Абсурд. Он учил меня раздеваться, как какого-то сопляка. И так бы оно и выглядело со стороны (по-детски невинно), если бы Рэймс не комментировал каждое действие этим особенным голосом, превращая рутину во что-то невообразимо эротичное.
Ликторское облачение — самая неподходящая одежда для преступников вроде нас. В дальнейшем это могло стать настоящей проблемой… Хорошо хоть у Рэймса всё намного проще в плане фасона.
Я наблюдал за тем, как он стаскивает с моих плеч верх формы и оставляет на полу, словно ничего не стоящую тряпку. Так я понял, насколько всё серьёзно… Как будто то, что он вытворял это в гостях у архонта, ещё ни о чём мне не сказало.

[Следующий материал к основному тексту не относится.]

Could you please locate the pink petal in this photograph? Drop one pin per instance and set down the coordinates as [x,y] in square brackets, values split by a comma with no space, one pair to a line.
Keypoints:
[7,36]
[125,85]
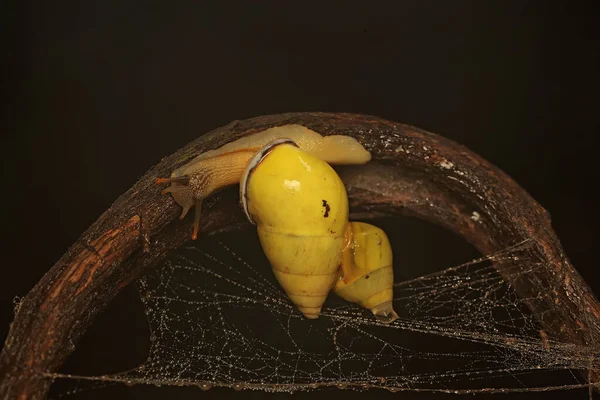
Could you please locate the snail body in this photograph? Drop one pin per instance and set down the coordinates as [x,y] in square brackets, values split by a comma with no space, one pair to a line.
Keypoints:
[222,167]
[300,207]
[367,274]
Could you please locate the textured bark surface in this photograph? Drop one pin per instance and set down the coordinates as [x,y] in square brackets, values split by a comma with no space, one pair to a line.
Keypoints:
[414,172]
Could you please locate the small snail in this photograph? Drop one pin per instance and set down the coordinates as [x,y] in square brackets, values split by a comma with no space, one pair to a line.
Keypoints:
[216,169]
[367,274]
[300,207]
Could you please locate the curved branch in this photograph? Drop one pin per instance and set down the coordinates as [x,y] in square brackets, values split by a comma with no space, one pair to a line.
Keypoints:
[414,172]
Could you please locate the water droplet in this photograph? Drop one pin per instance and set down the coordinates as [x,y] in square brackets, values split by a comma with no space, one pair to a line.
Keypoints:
[206,386]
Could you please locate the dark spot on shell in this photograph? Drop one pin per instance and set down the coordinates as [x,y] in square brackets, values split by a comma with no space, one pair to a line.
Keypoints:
[327,208]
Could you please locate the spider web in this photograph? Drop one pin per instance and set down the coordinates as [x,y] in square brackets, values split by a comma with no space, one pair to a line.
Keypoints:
[219,318]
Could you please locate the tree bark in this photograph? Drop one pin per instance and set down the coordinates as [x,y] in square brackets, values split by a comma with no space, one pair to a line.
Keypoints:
[413,171]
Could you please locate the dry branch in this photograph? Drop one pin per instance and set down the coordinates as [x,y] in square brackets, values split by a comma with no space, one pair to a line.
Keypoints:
[412,170]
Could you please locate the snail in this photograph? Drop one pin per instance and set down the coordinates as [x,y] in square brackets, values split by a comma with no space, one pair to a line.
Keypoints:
[366,273]
[216,169]
[300,207]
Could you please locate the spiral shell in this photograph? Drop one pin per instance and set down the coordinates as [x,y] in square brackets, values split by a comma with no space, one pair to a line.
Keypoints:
[300,207]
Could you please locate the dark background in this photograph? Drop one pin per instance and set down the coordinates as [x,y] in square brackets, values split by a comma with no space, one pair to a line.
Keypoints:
[95,93]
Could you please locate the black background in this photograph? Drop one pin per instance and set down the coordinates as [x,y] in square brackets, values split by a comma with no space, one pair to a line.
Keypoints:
[95,93]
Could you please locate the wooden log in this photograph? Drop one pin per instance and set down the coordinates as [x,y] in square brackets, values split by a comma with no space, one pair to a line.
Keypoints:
[411,170]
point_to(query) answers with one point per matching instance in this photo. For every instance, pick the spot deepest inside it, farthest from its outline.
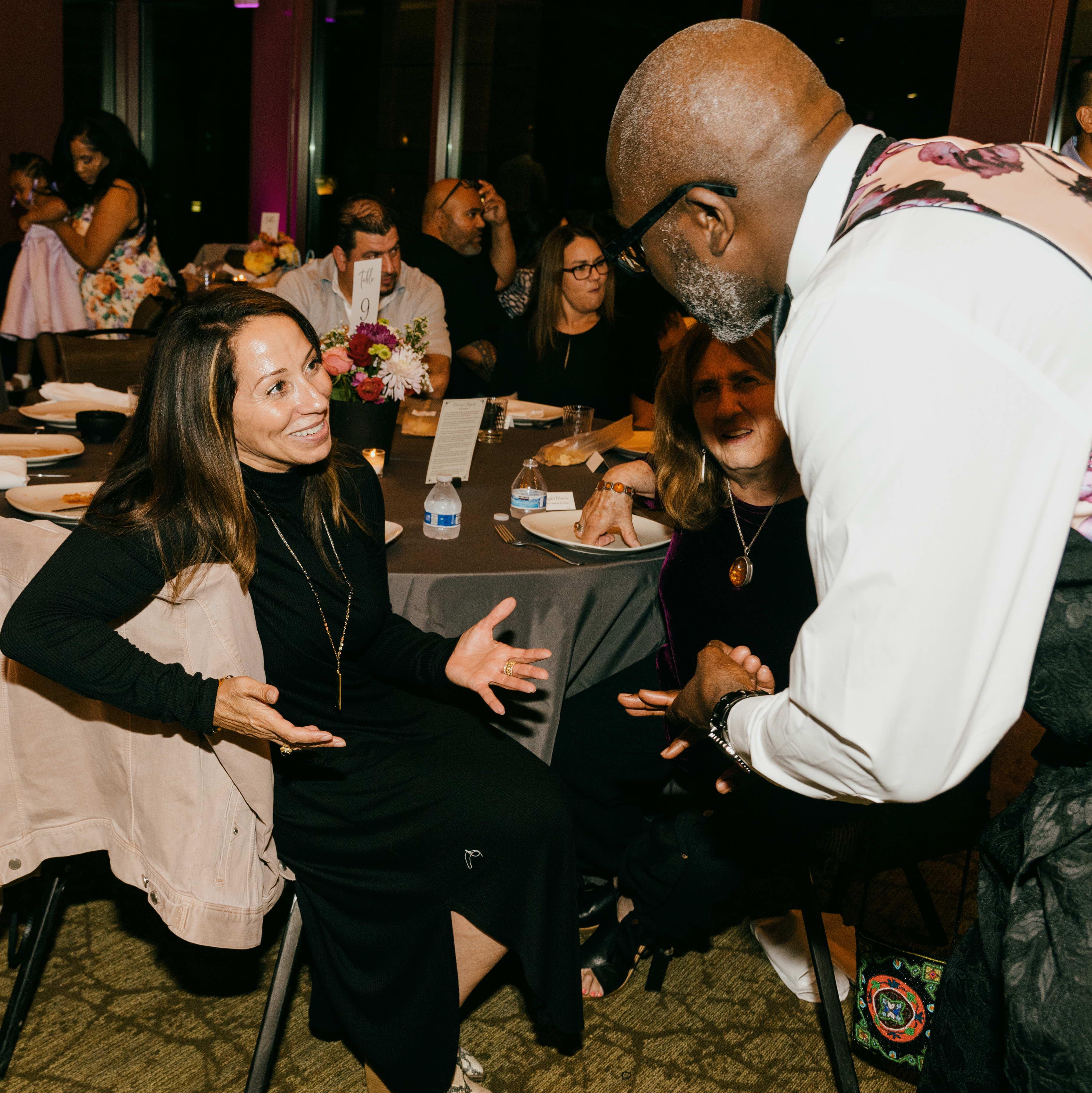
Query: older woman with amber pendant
(726, 451)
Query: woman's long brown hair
(677, 445)
(546, 307)
(179, 476)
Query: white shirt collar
(823, 208)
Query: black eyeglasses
(470, 184)
(583, 270)
(627, 250)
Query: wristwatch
(616, 488)
(719, 724)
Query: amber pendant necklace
(743, 570)
(345, 627)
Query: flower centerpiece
(271, 253)
(374, 369)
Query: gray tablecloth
(596, 619)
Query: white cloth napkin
(785, 943)
(62, 393)
(12, 471)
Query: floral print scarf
(1002, 181)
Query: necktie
(780, 317)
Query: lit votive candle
(377, 457)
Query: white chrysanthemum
(403, 371)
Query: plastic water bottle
(442, 511)
(528, 491)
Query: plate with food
(65, 503)
(639, 443)
(558, 528)
(62, 413)
(40, 450)
(532, 413)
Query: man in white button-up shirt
(323, 289)
(935, 383)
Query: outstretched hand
(478, 662)
(246, 706)
(647, 703)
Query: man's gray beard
(733, 305)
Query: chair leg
(834, 1027)
(963, 892)
(936, 930)
(262, 1065)
(32, 961)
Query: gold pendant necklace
(337, 649)
(743, 570)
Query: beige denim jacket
(186, 818)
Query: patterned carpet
(126, 1008)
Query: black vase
(364, 425)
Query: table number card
(367, 278)
(456, 438)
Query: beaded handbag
(896, 998)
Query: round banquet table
(597, 619)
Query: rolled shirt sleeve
(942, 448)
(432, 307)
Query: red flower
(370, 388)
(359, 347)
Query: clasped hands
(246, 706)
(721, 669)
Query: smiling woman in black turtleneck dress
(425, 844)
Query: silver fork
(508, 537)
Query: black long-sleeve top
(62, 626)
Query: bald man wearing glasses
(450, 251)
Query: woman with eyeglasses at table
(426, 845)
(569, 350)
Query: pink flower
(336, 361)
(370, 388)
(377, 333)
(984, 162)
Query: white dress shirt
(314, 290)
(935, 382)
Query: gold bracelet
(617, 488)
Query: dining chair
(111, 359)
(28, 951)
(273, 1019)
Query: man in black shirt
(450, 251)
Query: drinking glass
(377, 457)
(578, 420)
(492, 428)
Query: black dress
(425, 812)
(599, 368)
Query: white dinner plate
(46, 500)
(534, 411)
(639, 443)
(558, 528)
(40, 450)
(62, 413)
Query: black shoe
(612, 953)
(595, 905)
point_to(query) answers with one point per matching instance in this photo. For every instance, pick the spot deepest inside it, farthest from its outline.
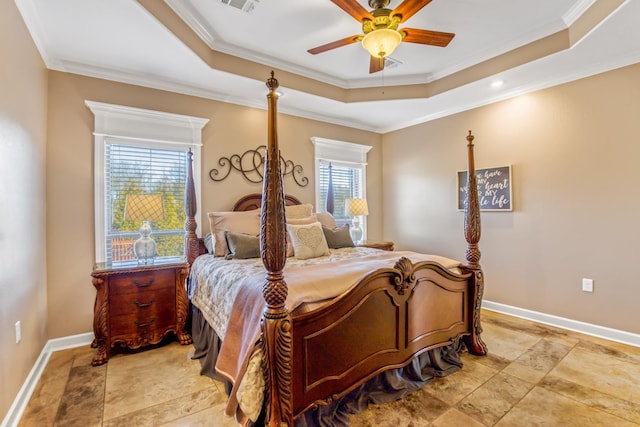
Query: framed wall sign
(494, 189)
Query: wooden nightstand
(138, 306)
(385, 246)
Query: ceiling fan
(380, 27)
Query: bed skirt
(388, 386)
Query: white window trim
(345, 154)
(139, 127)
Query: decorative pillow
(298, 211)
(242, 246)
(338, 237)
(303, 221)
(247, 222)
(326, 219)
(308, 240)
(298, 221)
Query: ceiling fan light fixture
(382, 42)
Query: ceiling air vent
(389, 62)
(243, 5)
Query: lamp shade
(144, 207)
(382, 42)
(356, 207)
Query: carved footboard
(393, 315)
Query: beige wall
(231, 130)
(23, 120)
(574, 152)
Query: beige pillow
(302, 221)
(298, 221)
(308, 240)
(326, 219)
(247, 222)
(298, 211)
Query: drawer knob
(142, 325)
(142, 305)
(144, 285)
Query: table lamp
(145, 208)
(356, 208)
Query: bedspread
(229, 294)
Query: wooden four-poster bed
(385, 319)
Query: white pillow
(247, 222)
(298, 211)
(326, 219)
(308, 240)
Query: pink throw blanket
(309, 283)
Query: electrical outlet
(18, 332)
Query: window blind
(347, 184)
(133, 169)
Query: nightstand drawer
(126, 326)
(141, 281)
(141, 302)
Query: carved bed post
(276, 320)
(474, 342)
(191, 242)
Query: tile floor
(535, 375)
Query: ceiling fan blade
(432, 38)
(376, 64)
(338, 43)
(408, 8)
(353, 8)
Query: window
(348, 163)
(133, 156)
(347, 182)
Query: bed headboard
(254, 201)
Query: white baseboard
(564, 323)
(20, 402)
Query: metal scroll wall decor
(251, 165)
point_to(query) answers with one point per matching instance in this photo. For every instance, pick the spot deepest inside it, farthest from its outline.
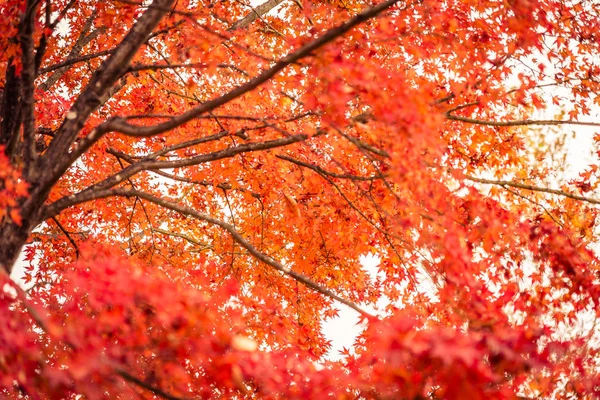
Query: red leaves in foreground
(129, 328)
(11, 188)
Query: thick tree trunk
(12, 240)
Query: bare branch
(534, 189)
(152, 164)
(524, 122)
(89, 99)
(73, 57)
(121, 125)
(322, 171)
(68, 235)
(257, 12)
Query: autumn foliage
(188, 189)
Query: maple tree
(190, 186)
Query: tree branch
(534, 189)
(128, 192)
(152, 164)
(322, 171)
(519, 123)
(257, 12)
(119, 124)
(54, 161)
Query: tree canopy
(190, 185)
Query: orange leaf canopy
(187, 189)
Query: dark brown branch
(322, 171)
(121, 125)
(61, 68)
(153, 389)
(28, 74)
(66, 233)
(257, 12)
(203, 246)
(524, 122)
(126, 192)
(74, 60)
(152, 164)
(54, 161)
(532, 188)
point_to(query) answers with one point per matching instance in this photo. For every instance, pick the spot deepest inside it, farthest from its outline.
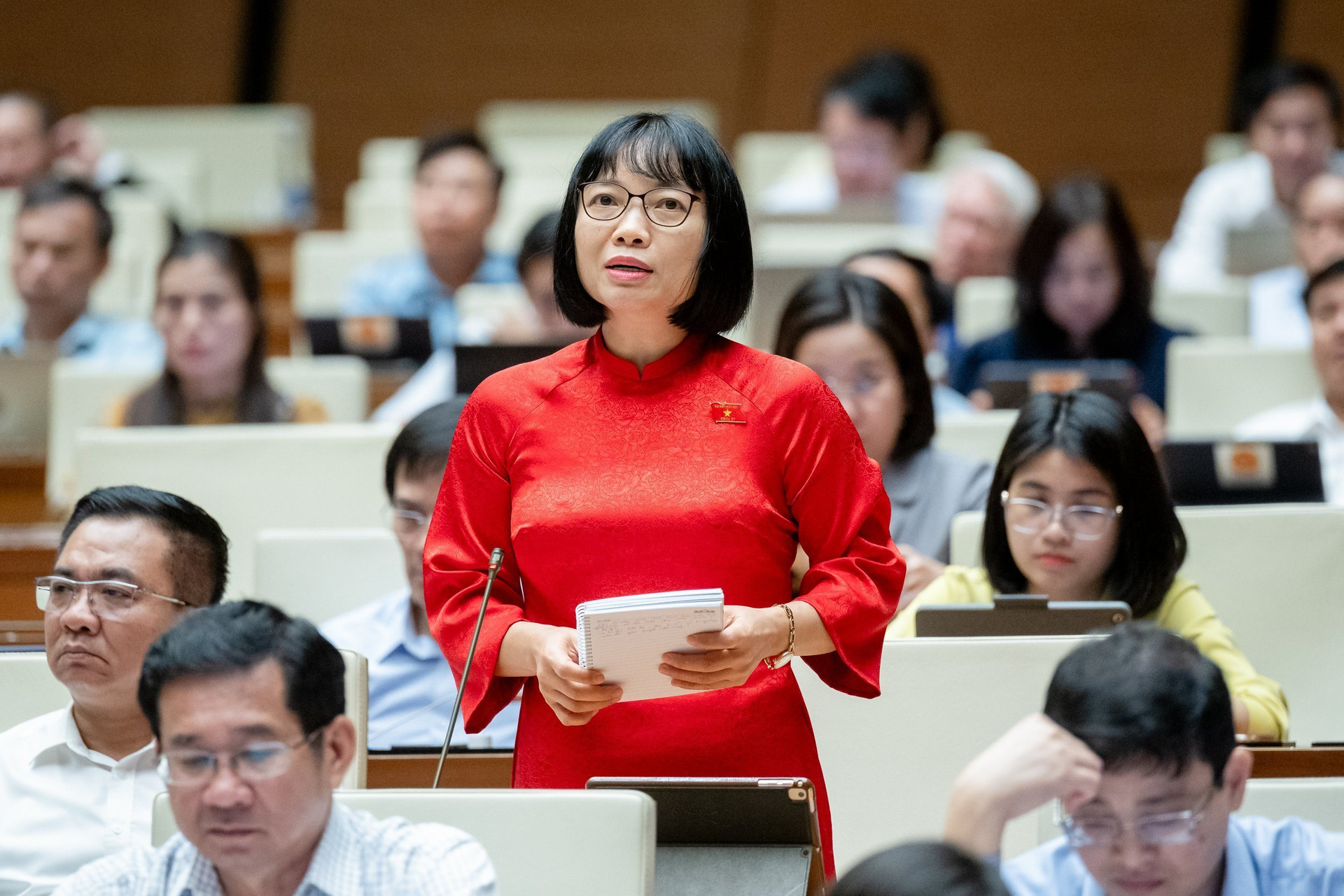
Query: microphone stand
(496, 559)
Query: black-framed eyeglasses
(608, 200)
(1166, 830)
(108, 599)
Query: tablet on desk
(1019, 614)
(1243, 472)
(1011, 383)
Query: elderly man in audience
(61, 242)
(77, 783)
(1138, 746)
(410, 684)
(1277, 316)
(1322, 418)
(1292, 113)
(248, 707)
(454, 200)
(990, 199)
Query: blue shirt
(97, 337)
(1004, 347)
(410, 684)
(405, 286)
(1289, 858)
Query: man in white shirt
(77, 783)
(410, 684)
(1320, 418)
(1292, 113)
(248, 707)
(1277, 314)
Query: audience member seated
(77, 785)
(1320, 418)
(1278, 317)
(545, 324)
(249, 710)
(1291, 112)
(990, 199)
(1138, 745)
(921, 869)
(410, 685)
(913, 281)
(210, 316)
(881, 120)
(857, 335)
(61, 241)
(454, 200)
(1078, 511)
(1082, 293)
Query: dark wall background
(1126, 88)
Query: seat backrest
(81, 396)
(1212, 384)
(324, 261)
(1285, 612)
(320, 574)
(249, 477)
(890, 762)
(979, 435)
(27, 688)
(984, 307)
(559, 843)
(356, 710)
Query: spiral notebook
(626, 637)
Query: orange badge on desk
(726, 413)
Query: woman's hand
(573, 692)
(749, 636)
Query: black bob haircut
(62, 190)
(1326, 274)
(923, 868)
(891, 86)
(838, 296)
(1094, 429)
(200, 547)
(239, 636)
(421, 448)
(448, 141)
(679, 152)
(1284, 74)
(1145, 697)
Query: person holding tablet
(659, 456)
(1078, 511)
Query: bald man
(1278, 316)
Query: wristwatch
(783, 660)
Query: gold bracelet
(781, 660)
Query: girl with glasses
(1078, 511)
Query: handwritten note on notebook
(626, 637)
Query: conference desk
(496, 769)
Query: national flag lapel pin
(726, 413)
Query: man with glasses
(410, 684)
(248, 707)
(77, 783)
(1138, 747)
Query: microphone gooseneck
(493, 570)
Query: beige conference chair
(559, 843)
(890, 762)
(1272, 574)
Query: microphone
(496, 559)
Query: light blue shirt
(405, 286)
(97, 337)
(1289, 858)
(410, 684)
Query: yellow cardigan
(1183, 610)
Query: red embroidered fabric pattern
(600, 481)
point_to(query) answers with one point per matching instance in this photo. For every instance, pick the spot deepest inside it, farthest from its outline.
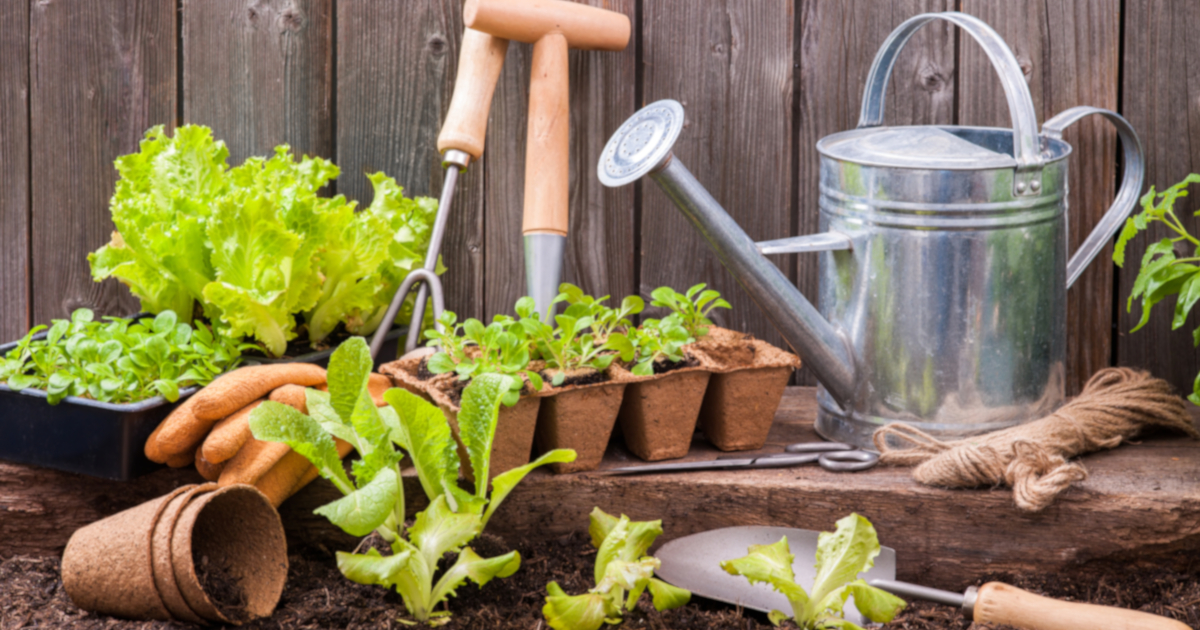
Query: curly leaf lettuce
(841, 556)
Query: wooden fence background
(366, 83)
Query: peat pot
(942, 250)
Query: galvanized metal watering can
(943, 255)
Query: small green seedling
(375, 498)
(623, 573)
(573, 345)
(119, 360)
(499, 348)
(693, 307)
(1162, 271)
(841, 556)
(658, 340)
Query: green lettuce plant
(693, 306)
(658, 340)
(256, 247)
(1163, 273)
(841, 556)
(498, 348)
(373, 501)
(118, 360)
(623, 573)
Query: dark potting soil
(585, 376)
(664, 366)
(317, 597)
(222, 588)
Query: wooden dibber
(552, 27)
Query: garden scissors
(832, 456)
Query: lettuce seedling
(623, 573)
(1164, 274)
(573, 345)
(693, 307)
(257, 245)
(658, 340)
(841, 556)
(375, 497)
(119, 360)
(499, 348)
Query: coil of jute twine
(1033, 459)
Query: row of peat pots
(729, 387)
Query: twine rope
(1033, 459)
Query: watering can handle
(1131, 184)
(1020, 105)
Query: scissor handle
(849, 461)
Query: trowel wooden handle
(547, 141)
(479, 66)
(1003, 604)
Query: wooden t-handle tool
(551, 27)
(997, 603)
(460, 142)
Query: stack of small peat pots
(729, 385)
(202, 555)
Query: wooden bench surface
(1140, 504)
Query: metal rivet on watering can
(943, 265)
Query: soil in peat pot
(317, 597)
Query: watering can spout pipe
(804, 329)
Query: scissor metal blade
(681, 467)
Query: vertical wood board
(15, 294)
(730, 65)
(1161, 97)
(102, 72)
(396, 64)
(1068, 53)
(259, 73)
(838, 43)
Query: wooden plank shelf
(1140, 505)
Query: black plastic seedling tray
(79, 435)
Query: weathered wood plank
(396, 64)
(730, 64)
(1141, 504)
(15, 297)
(1162, 79)
(259, 72)
(101, 73)
(838, 43)
(600, 246)
(1068, 52)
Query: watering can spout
(642, 147)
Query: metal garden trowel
(694, 563)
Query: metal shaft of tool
(826, 353)
(431, 257)
(455, 161)
(910, 591)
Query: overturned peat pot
(317, 597)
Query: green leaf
(667, 597)
(477, 423)
(273, 421)
(475, 568)
(844, 553)
(365, 509)
(576, 612)
(875, 604)
(438, 531)
(431, 444)
(504, 483)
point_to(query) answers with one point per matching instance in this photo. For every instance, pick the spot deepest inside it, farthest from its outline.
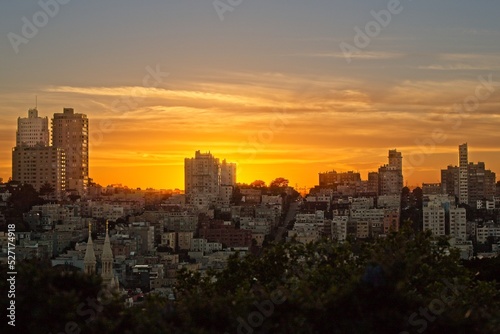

Прежде чем снять с меня полупрозрачный бюстгальтер, Рэймс распустил мои волосы.
В этот раз всё было по-другому. Он уже не раз видел меня без одежды, но я никогда не чувствовал себя настолько обнажённым. Не знаю, что меня так взволновало. Процесс раздевания? Близость тел? То, что я уже не мог оправдать себя ни игрой, ни алкоголем… ничем.
Рэймс прикоснулся к моим волосам, к шее сзади, к плечам, словно без слов обозначая наши различия: нежно, тонко, хрупко… И вот здесь, да.
Я едва сдержал стон, когда увидел его ладони на своей груди. Просто увидел… а потом закрыл глаза, чтобы прочувствовать это. Как он сжимает и гладит. Какой он твёрдый и сильный и насколько я мягкий и беззащитный.